A mother has told of the harrowing experience of watching her seven-year-old daughter nearly die after being stung by hundreds of wasps.
Evie Clark was playing near a creek at her home in Braidwood, southern NSW, Australia when she fell on a wasp nest on April 11, The Canberra Times reported.
Wasps swarmed and stung all over her body, about 300 times. A friend ran to get help - but by the time her father Tony reached her, she had blacked out.
He rushed her to the hospital where her mother, Samara Zeitsch, said doctors gave her an adrenaline shot and used a vacuum to remove the wasps from around her.
"They were in her underwear, in her shoes. It was terrifying," Ms Zeitsch told The Canberra Times.
Doctors feared the young girl would suffer a second anaphylactic shock so had her airlifted from Braidwood Hospital to Canberra Hospital via helicopter.
"This was an unprecedented number of stings she sustained, it was a bit unknown how it would unfold from there," Ms Zeitsch said.

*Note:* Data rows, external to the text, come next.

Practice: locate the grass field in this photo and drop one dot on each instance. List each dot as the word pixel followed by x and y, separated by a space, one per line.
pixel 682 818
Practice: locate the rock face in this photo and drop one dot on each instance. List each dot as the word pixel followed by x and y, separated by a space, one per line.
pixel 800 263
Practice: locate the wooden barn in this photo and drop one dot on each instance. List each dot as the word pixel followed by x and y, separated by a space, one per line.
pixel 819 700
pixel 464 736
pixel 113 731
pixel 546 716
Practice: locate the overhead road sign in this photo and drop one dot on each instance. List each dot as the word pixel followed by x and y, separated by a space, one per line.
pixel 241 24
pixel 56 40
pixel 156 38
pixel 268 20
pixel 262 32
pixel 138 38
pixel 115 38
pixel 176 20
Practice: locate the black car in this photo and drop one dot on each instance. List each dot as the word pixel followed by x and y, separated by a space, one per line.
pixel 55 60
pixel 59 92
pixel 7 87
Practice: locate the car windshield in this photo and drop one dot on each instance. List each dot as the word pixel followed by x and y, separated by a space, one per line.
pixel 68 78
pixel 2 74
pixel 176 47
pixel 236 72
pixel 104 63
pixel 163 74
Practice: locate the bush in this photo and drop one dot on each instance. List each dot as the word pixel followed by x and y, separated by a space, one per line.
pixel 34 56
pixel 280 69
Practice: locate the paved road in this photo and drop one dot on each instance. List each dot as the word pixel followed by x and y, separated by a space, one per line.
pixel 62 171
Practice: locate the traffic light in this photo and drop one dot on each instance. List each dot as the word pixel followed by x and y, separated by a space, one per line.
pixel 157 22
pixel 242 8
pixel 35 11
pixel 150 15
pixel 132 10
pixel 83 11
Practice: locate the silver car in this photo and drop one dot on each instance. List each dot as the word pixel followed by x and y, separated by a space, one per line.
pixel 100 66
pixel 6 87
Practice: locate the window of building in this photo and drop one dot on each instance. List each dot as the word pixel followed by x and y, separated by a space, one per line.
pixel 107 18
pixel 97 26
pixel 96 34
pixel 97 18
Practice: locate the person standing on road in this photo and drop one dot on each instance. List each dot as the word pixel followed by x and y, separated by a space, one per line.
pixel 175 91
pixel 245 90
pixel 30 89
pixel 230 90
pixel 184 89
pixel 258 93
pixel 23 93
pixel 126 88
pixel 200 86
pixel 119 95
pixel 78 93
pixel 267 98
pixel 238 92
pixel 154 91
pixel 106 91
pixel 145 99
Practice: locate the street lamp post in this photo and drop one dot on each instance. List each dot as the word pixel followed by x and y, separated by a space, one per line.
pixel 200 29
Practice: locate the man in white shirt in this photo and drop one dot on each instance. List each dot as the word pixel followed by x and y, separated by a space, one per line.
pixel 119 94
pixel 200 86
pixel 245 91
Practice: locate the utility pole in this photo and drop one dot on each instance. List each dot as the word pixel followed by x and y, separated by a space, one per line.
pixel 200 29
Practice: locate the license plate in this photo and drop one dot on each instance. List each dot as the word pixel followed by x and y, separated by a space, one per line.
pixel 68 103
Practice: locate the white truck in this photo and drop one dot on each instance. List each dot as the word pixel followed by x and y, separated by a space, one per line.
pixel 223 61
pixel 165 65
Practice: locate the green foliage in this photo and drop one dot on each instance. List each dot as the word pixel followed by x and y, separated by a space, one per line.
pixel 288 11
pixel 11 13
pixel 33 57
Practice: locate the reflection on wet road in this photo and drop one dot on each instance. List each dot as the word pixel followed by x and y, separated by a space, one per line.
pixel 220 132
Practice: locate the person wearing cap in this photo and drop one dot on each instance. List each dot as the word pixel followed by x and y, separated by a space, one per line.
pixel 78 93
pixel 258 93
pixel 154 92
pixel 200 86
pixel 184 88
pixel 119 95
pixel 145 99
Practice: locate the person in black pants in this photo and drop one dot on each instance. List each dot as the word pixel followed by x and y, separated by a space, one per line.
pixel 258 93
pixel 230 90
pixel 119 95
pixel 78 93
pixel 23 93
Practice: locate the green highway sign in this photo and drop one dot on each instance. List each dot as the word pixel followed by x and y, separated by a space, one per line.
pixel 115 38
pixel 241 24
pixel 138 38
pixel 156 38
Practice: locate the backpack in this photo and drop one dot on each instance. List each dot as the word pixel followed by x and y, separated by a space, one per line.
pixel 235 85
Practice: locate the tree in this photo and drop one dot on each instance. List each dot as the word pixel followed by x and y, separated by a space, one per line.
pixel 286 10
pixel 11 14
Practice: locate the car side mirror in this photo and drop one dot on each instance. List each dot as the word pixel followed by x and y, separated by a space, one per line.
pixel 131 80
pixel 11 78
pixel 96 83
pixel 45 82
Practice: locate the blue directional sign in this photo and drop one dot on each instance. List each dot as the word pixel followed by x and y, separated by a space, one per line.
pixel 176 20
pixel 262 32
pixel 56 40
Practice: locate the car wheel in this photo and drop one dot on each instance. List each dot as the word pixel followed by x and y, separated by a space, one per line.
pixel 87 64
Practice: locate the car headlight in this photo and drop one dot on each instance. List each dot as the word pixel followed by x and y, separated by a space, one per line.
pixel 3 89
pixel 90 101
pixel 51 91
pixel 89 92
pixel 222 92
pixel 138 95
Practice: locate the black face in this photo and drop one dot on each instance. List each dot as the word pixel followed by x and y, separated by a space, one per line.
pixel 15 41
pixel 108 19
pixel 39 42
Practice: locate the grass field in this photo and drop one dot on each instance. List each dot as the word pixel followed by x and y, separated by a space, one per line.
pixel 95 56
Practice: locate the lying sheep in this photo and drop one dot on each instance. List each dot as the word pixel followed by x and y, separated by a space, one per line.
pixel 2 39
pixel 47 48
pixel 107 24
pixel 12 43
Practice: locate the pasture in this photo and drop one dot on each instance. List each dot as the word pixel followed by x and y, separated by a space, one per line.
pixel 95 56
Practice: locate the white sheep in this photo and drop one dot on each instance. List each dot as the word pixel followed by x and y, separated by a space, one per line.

A spokesman at Canberra Hospital said Evie remained in care for four days, and received two adrenalin injections to help her body combat the inflammation.
Her daughter’s face and hands swelled significantly into the early hours of the morning, with doctors saying the number of stings was equivalent to a bite from a brown snake.
Evie has since returned home, however was still dealing with sizeable welts and the pain that came from itching them, often leaving her in tears.
"She's always been a really healthy, robust child," her mother said.
The wasps were believed to be of the European variety, with the nest having now been destroyed by the local council.